В беседе всегда была самой собой, произносила фразы спокойным тоном, предельно ясно и лаконично, не боялась пауз и не облегчала, как это принято, ничего не значащими репликами положение собеседника, если ему было не по себе. К тому, что приходят из любопытства или тщеславия, относилась покорно, как к неизбежному, и бывала довольна, если во время такого визита возникало что-нибудь неожиданно интересное. Некоторые решались прийти к ней просто поделиться горестями, чуть не исповедаться – и уходили утешенные: хотя она говорила мало. В больницах, узнав, кто она, к ней подходили советоваться – соседки, нянечки; начало у всех было одно и то же: «Ну, с мужем я не живу уже три месяца», – разница была в сроках. Как правило, одинаковый был и конец: «Скажите, будет когда-то ей, разлучнице, так же худо, как мне сейчас?» Ахматова отвечала: «За это я вам ручаюсь, тут можете не сомневаться».

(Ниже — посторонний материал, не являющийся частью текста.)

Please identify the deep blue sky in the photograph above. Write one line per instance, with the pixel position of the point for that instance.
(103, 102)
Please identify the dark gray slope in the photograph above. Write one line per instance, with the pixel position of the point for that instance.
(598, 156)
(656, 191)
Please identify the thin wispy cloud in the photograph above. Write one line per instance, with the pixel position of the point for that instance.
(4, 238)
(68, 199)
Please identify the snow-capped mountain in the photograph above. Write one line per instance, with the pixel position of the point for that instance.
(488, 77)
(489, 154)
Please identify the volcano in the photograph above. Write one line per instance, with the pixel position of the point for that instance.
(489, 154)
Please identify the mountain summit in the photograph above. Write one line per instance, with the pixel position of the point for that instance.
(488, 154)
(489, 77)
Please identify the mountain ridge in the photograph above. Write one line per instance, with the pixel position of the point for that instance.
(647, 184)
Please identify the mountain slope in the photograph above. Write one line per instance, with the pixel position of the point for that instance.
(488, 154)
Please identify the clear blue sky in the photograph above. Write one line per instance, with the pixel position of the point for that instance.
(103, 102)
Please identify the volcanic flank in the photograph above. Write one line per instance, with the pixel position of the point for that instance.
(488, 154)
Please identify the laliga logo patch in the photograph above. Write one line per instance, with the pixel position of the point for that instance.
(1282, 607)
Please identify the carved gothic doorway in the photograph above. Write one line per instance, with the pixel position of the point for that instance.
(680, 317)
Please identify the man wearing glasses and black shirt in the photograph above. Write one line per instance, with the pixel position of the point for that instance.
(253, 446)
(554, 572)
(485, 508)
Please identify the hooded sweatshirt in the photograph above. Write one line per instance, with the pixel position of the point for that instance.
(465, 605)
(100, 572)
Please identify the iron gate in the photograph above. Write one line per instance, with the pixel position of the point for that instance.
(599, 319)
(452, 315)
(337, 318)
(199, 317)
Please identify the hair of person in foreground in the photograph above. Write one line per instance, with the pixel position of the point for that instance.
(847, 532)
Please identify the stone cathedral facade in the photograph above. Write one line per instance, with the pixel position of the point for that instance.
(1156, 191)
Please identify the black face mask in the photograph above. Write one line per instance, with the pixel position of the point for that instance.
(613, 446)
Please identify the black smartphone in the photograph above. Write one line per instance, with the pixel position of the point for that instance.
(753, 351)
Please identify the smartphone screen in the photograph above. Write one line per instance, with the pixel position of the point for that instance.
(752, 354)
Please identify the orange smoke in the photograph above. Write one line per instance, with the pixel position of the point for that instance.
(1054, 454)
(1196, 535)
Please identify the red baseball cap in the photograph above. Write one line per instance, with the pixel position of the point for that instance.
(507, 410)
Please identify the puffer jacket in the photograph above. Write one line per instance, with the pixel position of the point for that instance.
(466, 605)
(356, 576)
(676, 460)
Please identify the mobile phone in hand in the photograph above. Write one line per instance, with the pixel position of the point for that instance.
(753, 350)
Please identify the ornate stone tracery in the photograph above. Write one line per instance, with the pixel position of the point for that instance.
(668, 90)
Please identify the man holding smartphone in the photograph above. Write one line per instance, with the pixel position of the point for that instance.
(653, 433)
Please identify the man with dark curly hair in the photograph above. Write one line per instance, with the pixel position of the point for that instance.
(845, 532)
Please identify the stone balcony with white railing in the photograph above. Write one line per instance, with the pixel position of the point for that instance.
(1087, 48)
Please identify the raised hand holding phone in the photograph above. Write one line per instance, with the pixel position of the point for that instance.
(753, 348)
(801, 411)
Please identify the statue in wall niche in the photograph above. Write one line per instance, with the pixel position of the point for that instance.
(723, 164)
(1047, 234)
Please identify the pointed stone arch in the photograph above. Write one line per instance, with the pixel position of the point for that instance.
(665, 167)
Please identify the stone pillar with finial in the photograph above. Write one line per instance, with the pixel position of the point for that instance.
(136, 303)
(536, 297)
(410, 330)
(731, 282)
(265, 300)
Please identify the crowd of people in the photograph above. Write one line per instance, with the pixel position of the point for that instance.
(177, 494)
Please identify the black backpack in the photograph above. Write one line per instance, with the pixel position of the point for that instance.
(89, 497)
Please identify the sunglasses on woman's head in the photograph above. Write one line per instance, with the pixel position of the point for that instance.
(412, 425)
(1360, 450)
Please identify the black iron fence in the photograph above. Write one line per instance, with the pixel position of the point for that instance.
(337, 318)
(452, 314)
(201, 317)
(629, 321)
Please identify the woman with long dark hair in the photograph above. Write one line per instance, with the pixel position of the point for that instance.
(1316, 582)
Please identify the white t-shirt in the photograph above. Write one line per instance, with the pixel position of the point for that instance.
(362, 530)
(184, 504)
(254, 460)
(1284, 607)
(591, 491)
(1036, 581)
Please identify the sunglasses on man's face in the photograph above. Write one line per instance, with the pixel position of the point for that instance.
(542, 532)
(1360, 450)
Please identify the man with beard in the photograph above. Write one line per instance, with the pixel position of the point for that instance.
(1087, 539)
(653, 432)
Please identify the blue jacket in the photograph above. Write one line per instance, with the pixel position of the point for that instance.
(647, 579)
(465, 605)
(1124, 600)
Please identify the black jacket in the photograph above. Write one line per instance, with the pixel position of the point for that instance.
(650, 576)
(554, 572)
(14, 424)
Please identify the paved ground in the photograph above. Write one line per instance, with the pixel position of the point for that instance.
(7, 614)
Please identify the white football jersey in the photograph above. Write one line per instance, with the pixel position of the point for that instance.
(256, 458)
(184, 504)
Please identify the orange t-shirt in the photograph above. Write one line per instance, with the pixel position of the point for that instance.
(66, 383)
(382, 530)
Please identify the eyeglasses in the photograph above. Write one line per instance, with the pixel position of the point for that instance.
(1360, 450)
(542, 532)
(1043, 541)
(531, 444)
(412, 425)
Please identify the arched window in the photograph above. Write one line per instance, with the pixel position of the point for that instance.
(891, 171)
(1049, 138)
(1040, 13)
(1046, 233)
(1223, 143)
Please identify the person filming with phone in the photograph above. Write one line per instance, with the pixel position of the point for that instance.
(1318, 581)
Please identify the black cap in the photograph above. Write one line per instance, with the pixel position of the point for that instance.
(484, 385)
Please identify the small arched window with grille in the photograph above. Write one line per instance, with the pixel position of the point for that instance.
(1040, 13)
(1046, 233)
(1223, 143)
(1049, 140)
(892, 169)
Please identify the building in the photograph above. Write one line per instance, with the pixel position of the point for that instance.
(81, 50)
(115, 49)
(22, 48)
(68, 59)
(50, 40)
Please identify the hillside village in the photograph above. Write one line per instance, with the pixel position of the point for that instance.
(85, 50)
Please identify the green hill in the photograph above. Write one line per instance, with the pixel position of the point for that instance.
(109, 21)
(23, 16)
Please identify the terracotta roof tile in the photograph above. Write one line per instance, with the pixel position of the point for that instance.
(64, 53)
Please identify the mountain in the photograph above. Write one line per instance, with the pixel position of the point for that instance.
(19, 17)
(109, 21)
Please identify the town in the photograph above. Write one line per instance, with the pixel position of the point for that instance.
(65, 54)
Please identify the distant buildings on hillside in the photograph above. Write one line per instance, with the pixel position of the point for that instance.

В ее стихах юмор редкость, а в разговоре, особенно с близкими, она часто шутила, и вообще шутливый тон всегда был наготове. Иногда она намеренно сгущала краски, описывая какое-то событие, какое-то свое дело, – ей предлагали тот или иной выход, она говорила: «Не утешайте меня – я безутешна». Негодовала из-за чего-то, ее пытались разубедить – это называлось «оказание первой помощи». Ей советовали что-то, что было неприемлемо, она произносила иронически: «Я благожелательно рассмотрю ваше предложение». Ольшевская жаловалась на нее, что вот, столько дней безвыходно просидела дома, не дышала свежим воздухом, она добродушно защищалась: «Грязная клевета на чистую меня».

Она смеялась анекдотам, иногда в голос, иногда прыскала. Вставляла в разговор центральную фразу из того или другого, не ссылаясь на самый анекдот. «И как правильно указывает товарищ из буйного отделения…»; «Сначала уроки, випить потом…»; «То ли, се ли, батюшка, а то я буду голову мыть…». К пошлости была нетерпима, однажды сказала, возмутившись: «Все-таки есть вещи, которые нельзя прощать. Например, “папа спит, молчит вода зеркальная”, как недавно осмелились при мне пошутить. А сегодня резвился гость моих хозяев: “Отчего Н. лысый – от дум или от дам?”» Терпеть не могла и каламбуры, выделяя только один – за универсальное содержание: «маразм крепчал». Однажды сказала: «Я всю жизнь была такая анти-антисемитка, что когда кто-то стал рассказывать еврейский анекдот, то присутствовавший там X. воскликнул: “Вы с ума сошли – как можно, при Анне Андреевне!”» Как-то раз я к случаю вспомнил такой: один пьяный спрашивает другого: «Ты Маркса знаешь?» – «Нет». – «А Энгельса?» – «Нет». – «А Фейербаха?» – «Але, отстань: у вас своя компания, у нас своя». Ей было смешно. Через несколько дней я приехал в Комарово, и она рассказала, что поэт Азаров приводил к ней поэта Соснору. Я тотчас отозвался: «У вас своя компания, у нас своя». Она рассмеялась, но без промедления парировала: «Да? И кто же ваша компания?»